Enquanto isto, as sondagens de opinião prosseguem a sua científica missão eleitoral. Aliás, as sondagens são um instrumento eleitoral a tempo inteiro e permanente , tal como os órgãos de informação (estes através da inteligenciação analítica produzida por um determinado núcleo de comentadores políticos devidamente encartados e credenciados), com os quais formam uma parelha imbatível.
O esquema utilizado é, mais ou menos, este: durante o tempo que julgarem necessário, esses comentadores políticos dizem ao povo o que o povo pensa; depois partem os sondageiros a ouvir o povo dizer-lhes o que pensam os comentadores políticos, e assim se fecha o ciclo da formação de opinião que se repete e repete e repete. Esta eficiente parelha dispõe ainda de outras enormíssimas vantagens: por um lado tem assegurada a ampla divulgação dos resultados do seu trabalho; por outro lado, para ela, todo o tempo é tempo de campanha eleitoral. Com efeito, mal fecham as urnas e se apura o resultado de um escrutínio, já eles têm não só opinião apurada sobre os resultados do próximo como a respectiva sondagem pronta a divulgar (e divulgada) nessa mesma noite, para além de uma série de outras em carteira para as semanas, os meses, os anos seguintes. Depois trata-se apenas de irem anunciando os resultados, apresentados como factos consumados, nas primeiras páginas dos jornais e dos telejornais, e de perguntar a umas tantas personalidades o que pensam deles. Assim, por exemplo: "PS ganha maioria absoluta" (Diário de Notícias de 27.3.98). Ou: "PS sobe e alcança maioria absoluta" (DN de 27.11.98) - e, no dia seguinte, o inquérito: "Como explica a subida do PS nas sondagens?"...
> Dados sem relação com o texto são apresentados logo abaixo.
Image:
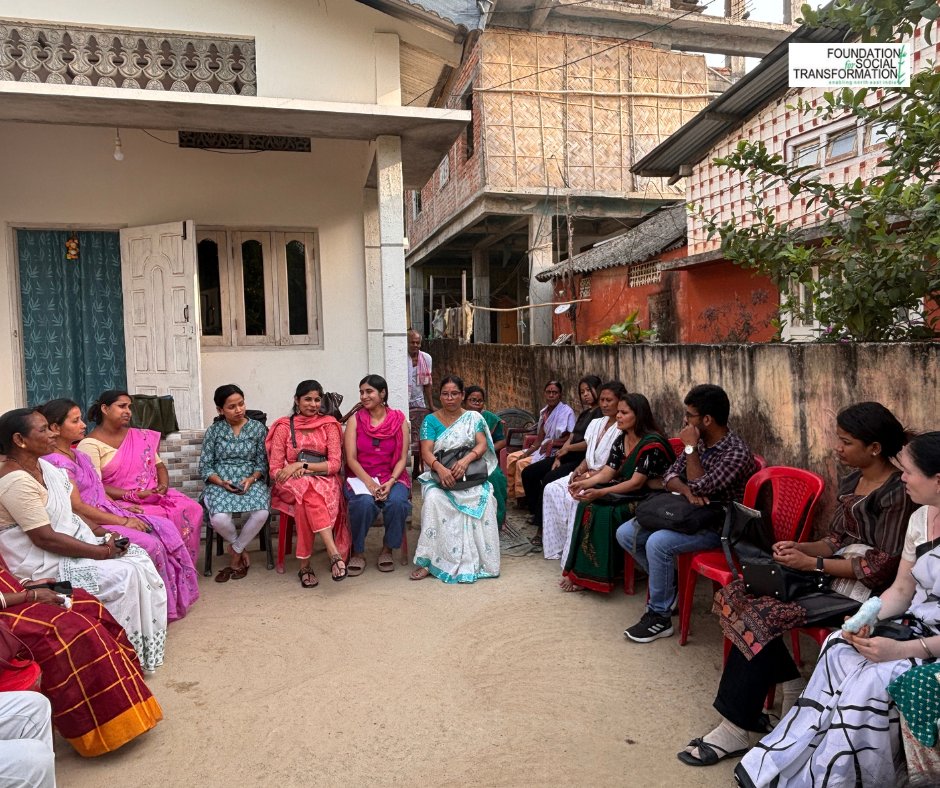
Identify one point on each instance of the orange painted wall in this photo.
(723, 303)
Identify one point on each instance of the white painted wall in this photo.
(313, 49)
(59, 176)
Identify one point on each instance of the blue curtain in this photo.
(73, 315)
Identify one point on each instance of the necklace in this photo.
(36, 474)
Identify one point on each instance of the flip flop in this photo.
(707, 754)
(307, 578)
(335, 559)
(356, 566)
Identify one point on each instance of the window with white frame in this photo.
(258, 287)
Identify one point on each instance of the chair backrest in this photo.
(795, 495)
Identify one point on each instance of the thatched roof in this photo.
(662, 231)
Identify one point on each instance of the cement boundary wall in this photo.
(784, 397)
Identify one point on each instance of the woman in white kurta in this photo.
(459, 540)
(844, 730)
(41, 537)
(558, 505)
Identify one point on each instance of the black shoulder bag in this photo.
(304, 455)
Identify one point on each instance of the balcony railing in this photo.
(138, 59)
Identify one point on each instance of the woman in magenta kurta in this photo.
(157, 535)
(131, 469)
(310, 490)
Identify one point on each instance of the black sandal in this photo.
(335, 559)
(305, 576)
(707, 754)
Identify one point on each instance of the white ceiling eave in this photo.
(426, 133)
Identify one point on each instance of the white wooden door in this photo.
(161, 315)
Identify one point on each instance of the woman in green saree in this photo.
(607, 499)
(475, 399)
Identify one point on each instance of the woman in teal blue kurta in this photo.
(234, 465)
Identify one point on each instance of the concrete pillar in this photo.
(540, 259)
(391, 232)
(481, 293)
(416, 298)
(791, 11)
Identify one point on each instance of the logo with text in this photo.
(850, 65)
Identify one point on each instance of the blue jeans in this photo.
(656, 551)
(363, 509)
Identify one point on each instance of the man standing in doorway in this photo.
(419, 393)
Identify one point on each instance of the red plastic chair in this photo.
(795, 495)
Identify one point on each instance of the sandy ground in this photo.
(377, 680)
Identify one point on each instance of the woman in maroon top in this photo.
(376, 443)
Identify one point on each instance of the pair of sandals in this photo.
(309, 580)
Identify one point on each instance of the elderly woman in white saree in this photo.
(42, 538)
(459, 540)
(558, 504)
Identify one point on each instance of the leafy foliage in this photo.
(627, 332)
(869, 268)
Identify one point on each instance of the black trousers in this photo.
(745, 683)
(538, 474)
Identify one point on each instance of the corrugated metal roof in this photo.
(693, 141)
(655, 235)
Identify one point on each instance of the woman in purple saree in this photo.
(157, 535)
(132, 471)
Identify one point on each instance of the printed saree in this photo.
(90, 671)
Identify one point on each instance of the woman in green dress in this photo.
(475, 399)
(640, 455)
(234, 465)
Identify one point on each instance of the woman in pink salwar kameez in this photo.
(157, 535)
(131, 469)
(306, 486)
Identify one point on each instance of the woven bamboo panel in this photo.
(523, 50)
(496, 47)
(492, 74)
(500, 171)
(580, 149)
(497, 109)
(581, 177)
(608, 178)
(530, 172)
(528, 141)
(499, 141)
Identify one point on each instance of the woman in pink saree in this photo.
(305, 457)
(157, 535)
(130, 468)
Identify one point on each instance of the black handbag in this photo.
(673, 512)
(476, 472)
(305, 455)
(765, 577)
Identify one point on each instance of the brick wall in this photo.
(784, 397)
(180, 453)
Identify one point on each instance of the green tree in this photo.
(869, 269)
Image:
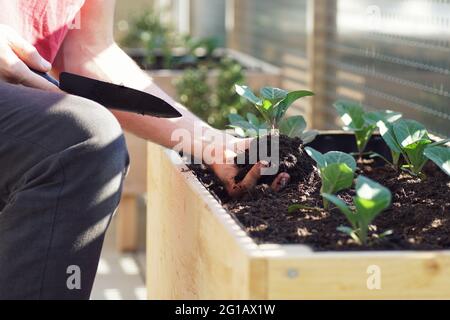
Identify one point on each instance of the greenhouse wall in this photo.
(383, 54)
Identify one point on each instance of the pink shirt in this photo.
(45, 23)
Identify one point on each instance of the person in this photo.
(63, 158)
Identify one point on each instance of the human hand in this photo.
(226, 170)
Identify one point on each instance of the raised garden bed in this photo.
(200, 248)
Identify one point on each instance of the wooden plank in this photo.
(127, 225)
(345, 276)
(135, 182)
(191, 253)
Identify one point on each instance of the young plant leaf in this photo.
(285, 104)
(337, 170)
(336, 177)
(244, 128)
(440, 156)
(253, 119)
(342, 206)
(413, 139)
(309, 136)
(273, 94)
(340, 157)
(383, 120)
(331, 157)
(370, 200)
(248, 94)
(408, 132)
(352, 116)
(293, 126)
(317, 157)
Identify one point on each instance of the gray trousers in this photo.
(62, 163)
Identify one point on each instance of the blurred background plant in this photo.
(213, 102)
(162, 47)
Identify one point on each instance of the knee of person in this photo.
(94, 128)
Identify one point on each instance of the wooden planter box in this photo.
(258, 74)
(196, 250)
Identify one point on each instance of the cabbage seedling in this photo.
(251, 126)
(413, 139)
(273, 105)
(440, 156)
(371, 199)
(352, 115)
(337, 170)
(384, 121)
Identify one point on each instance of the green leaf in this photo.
(371, 199)
(363, 137)
(350, 232)
(383, 120)
(273, 94)
(387, 133)
(384, 116)
(292, 126)
(235, 118)
(352, 115)
(293, 96)
(295, 207)
(340, 157)
(267, 105)
(408, 132)
(415, 153)
(253, 119)
(440, 143)
(332, 157)
(342, 206)
(336, 177)
(248, 94)
(440, 156)
(309, 136)
(317, 157)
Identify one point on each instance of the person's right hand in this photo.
(17, 57)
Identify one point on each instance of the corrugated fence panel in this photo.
(384, 54)
(274, 31)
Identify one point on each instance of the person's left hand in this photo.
(226, 170)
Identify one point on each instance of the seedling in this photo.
(337, 170)
(440, 156)
(384, 121)
(371, 199)
(413, 139)
(352, 115)
(251, 126)
(273, 105)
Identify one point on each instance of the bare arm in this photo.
(91, 51)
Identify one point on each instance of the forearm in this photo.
(115, 66)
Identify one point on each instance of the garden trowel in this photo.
(114, 96)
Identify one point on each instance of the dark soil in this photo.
(419, 216)
(293, 159)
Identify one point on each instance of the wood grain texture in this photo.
(191, 253)
(197, 251)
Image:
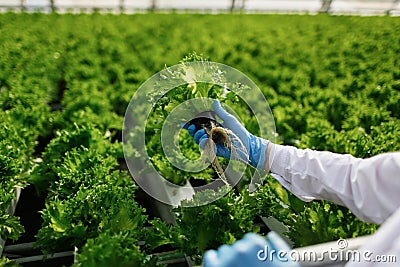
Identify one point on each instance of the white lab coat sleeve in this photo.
(370, 188)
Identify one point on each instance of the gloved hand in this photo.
(256, 147)
(251, 251)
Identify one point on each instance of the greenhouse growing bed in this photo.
(333, 83)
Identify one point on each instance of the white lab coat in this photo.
(370, 188)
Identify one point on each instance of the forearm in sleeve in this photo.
(370, 188)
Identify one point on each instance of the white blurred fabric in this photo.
(370, 188)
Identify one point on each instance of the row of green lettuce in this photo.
(66, 80)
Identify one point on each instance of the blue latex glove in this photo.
(256, 147)
(251, 251)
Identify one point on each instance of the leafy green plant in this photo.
(114, 249)
(4, 262)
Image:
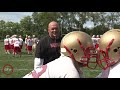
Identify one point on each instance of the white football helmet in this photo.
(78, 46)
(109, 48)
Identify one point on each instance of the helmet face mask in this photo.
(77, 45)
(109, 46)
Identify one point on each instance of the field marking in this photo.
(32, 69)
(16, 60)
(20, 69)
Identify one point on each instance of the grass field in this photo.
(17, 67)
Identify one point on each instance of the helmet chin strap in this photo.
(106, 58)
(86, 58)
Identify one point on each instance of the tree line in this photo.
(69, 21)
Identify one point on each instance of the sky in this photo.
(17, 16)
(14, 16)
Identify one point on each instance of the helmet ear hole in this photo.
(75, 50)
(115, 50)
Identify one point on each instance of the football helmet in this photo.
(109, 48)
(78, 46)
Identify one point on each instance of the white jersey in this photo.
(17, 43)
(112, 72)
(62, 67)
(21, 41)
(6, 41)
(11, 41)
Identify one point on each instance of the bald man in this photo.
(48, 47)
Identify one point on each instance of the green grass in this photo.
(24, 64)
(21, 65)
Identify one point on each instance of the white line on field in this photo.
(20, 69)
(16, 60)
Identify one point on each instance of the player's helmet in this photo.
(77, 45)
(109, 46)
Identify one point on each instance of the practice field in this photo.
(17, 67)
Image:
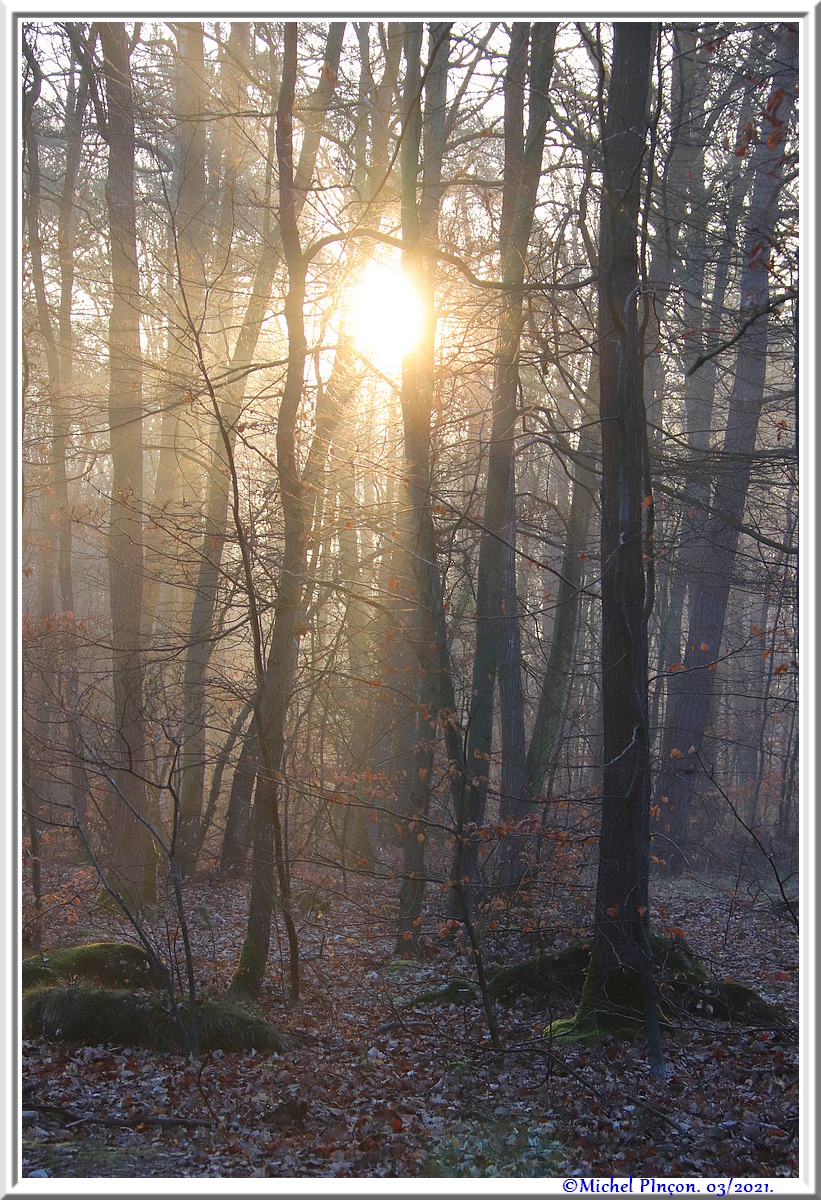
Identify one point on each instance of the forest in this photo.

Escreve Jacques Decornoy ("Les sondages, reflet de l'opinion ou des médias?"): "Quando a informação se quer dar ares de científica, apoia-se no instrumento pretensamente matemático das sondagens de opinião", as quais "têm, pelo menos esta função: mostrar, para além da mitologia de que são portadoras, que o direito à informação continua por conquistar".

Está, então, mais uma operação eleitoral em marcha: "o governo em diálogo" e as "sondagens de opinião", de braço dado, passeiam-se pelo País, invadem as casas e as mentes dos eleitores, empurram-nos para a urna certa...
E a resposta séria a esta lavagem de cérebros está no despertar nas memórias dos cidadãos outros semelhantes filmes que eles já viram ; está, em resumo, no apelo ao seu bom senso e à sua inteligência.